Cette célèbre photographie de Mohamed Ali fut prise en 1965 au cours de son second combat contre Sonny Liston. Ce dernier vient d’être mis au tapis par ce direct du droit que l’histoire nommera phantom punch – le coup de poing fantôme – pour sa rapidité qui le rendit invisible aux yeux de beaucoup, faisant même croire à une glissade de Liston. Ali exhorte son adversaire à se relever. Tout ce qui fait le sel de The Greatest est là : imprévisible, impétueux, toujours prêt à combattre, encore et encore.

Derrière lui, à travers ces photographes au premier rang et ce public que l’on devine dans la pénombre, c’est toute l’Amérique qui scrute ce phénomène dont poings et mots, combat après combat, déroutent, percutent, soulèvent les foules, risquent, virevoltent, choquent, brisent des résistances, déplacent des lignes. 

Les poings émancipateurs

Tout commence dans le Kentucky pour Mohamed Ali, né Cassius Marcellus Clay. Le garçon a des origines irlandaises du côté de sa mère. Son arrière-arrière-grand-père, Aby Grady, s’était installé dans la région au cours des années 1860 ; il y épousa une ancienne esclave afro-américaine.

Cassius Clay grandit à Louisville où sa mère œuvre comme cuisinière et femme de ménage pour des familles blanches aisées, son père vend des gravures commerciales et religieuses. Le jeune homme évolue dans un monde où Blancs et Noirs vivent séparés, n’usent pas des mêmes toilettes, ne se rendent pas dans les mêmes cinémas ; les restaurants du centre-ville sont presque tous interdits aux gens de couleur.

À douze ans, Cassius se fait voler sa bicyclette. En rapportant les faits à un policier, il lui fait part de son désir de vengeance. Ce dernier lui conseille d’apprendre à boxer pour pouvoir se défendre. La pratique de la boxe anglaise s’invite alors dans la vie du gamin de Louisville comme une révélation, mais aussi un moyen d’échapper à la ségrégation raciale.
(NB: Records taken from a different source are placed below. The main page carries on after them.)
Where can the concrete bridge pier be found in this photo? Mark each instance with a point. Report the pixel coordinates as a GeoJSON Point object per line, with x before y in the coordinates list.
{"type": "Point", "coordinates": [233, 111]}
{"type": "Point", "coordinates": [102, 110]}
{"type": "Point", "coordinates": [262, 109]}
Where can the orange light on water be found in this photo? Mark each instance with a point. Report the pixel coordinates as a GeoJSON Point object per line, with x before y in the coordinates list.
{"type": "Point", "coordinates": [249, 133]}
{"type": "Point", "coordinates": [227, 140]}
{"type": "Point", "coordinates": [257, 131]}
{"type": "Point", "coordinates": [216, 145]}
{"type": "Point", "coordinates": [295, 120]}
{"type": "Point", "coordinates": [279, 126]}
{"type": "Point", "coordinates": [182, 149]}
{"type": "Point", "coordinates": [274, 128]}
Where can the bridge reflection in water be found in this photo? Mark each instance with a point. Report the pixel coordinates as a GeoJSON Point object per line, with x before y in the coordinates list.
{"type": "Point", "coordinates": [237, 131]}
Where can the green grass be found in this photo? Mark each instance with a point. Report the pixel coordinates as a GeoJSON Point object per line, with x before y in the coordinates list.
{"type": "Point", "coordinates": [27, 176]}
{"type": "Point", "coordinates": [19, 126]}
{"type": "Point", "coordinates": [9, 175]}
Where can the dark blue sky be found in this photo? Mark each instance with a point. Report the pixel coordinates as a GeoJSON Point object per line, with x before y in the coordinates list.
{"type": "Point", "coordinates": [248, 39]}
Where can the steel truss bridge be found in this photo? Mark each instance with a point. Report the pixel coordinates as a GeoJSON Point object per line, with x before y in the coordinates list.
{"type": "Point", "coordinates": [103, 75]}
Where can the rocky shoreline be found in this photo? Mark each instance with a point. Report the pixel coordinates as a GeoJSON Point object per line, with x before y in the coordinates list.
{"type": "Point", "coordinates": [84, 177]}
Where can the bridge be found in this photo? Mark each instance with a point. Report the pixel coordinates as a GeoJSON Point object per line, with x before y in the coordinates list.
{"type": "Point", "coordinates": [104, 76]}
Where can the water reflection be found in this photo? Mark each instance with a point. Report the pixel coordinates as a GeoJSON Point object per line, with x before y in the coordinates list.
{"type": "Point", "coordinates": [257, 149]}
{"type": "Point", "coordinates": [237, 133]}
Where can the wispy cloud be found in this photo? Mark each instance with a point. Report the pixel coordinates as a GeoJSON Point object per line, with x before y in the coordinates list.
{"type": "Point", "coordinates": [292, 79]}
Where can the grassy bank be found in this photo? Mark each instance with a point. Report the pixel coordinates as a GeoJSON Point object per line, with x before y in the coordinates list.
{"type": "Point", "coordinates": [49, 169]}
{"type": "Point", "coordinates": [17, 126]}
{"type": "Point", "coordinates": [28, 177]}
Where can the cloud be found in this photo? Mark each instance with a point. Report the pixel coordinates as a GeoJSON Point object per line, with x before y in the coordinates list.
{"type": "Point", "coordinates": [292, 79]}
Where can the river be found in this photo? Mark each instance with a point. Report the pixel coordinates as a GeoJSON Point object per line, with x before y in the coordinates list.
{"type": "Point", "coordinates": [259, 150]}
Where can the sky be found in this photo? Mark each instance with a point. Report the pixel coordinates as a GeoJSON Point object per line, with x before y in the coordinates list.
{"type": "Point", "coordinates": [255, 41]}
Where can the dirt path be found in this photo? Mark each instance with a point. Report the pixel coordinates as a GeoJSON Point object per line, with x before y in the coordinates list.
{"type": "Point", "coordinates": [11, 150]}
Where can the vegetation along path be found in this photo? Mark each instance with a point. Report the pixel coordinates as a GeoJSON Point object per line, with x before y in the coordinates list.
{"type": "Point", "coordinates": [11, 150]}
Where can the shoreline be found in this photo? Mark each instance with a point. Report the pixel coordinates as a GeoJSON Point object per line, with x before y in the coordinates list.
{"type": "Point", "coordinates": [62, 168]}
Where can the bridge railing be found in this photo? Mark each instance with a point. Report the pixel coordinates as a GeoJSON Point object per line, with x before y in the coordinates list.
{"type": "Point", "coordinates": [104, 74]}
L’univers de la boxe est alors une des rares sphères de la société où Blancs et Noirs se côtoient. Quelques semaines seulement après s’être initié au noble art, le jeune Cassius Clay gagne son premier combat. Le premier d’une très longue série. 

Mohamed Ali Les Revers de la Médaille

Celui qui deviendra Mohamed Ali sera bel et bien un homme de combats, au pluriel, tous menés de front : 

  • sur le ring, depuis son premier titre majeur à dix-huit ans aux JO de Rome en 1960, en passant par sa victoire contre « l’invincible » Sonny Liston en 1964 – lui offrant son premier titre de champion du monde –, jusqu’à ses combats légendaires contre Joe Frazier et Georges Foreman qui l’érigeront au statut de The Greatest

  • pour les droits civiques de la communauté afro-américaine, dont il se fait porte-parole aux quatre coins du monde 

  • pour sa quête spirituelle, qu’il mène dans la foi musulmane en s’engageant pour Nation of Islam aux côtés de Malcom X

  • contre la guerre du Vietnam, au risque de compromettre son extraordinaire destin sportif. 

Choisir ses combats

En 1964, Cassius Clay se convertit à l’islam et rejoint l’organisation Nation of Islam. Son dirigeant, Elijah Muhammad, lui donne son nom religieux, celui qui résonnera dans l’histoire : Mohammed Ali. Le jour où je suis devenu musulman, j’ai mis le pied dans un ring au sein duquel un combat était déjà en cours : celui mené par les Afro-Américains pour la liberté et la justice.

Plus encore qu’une quête spirituelle, cet engagement dans l’islam constitue alors une voie d’émancipation pour nombre d’Afro-Américains. Nation of Islam se présente alors comme un mouvement politico-religieux qui dénonce avec virulence l’oppression des Blancs. Porté par Malcom X, le discours identitaire de Nation of Islam, teinté de suprémacisme noir, défend l’idée du séparatisme, encourage parfois les recours à la violence. Autant de positions dont Ali s’éloignera après l’assassinat de Malcom X en 1965. Il est alors en passe de se consacrer à un autre combat. Nous sommes en 1967, Ali refuse d’être enrôlé dans l’armée américaine pour mener la guerre au Vietnam. 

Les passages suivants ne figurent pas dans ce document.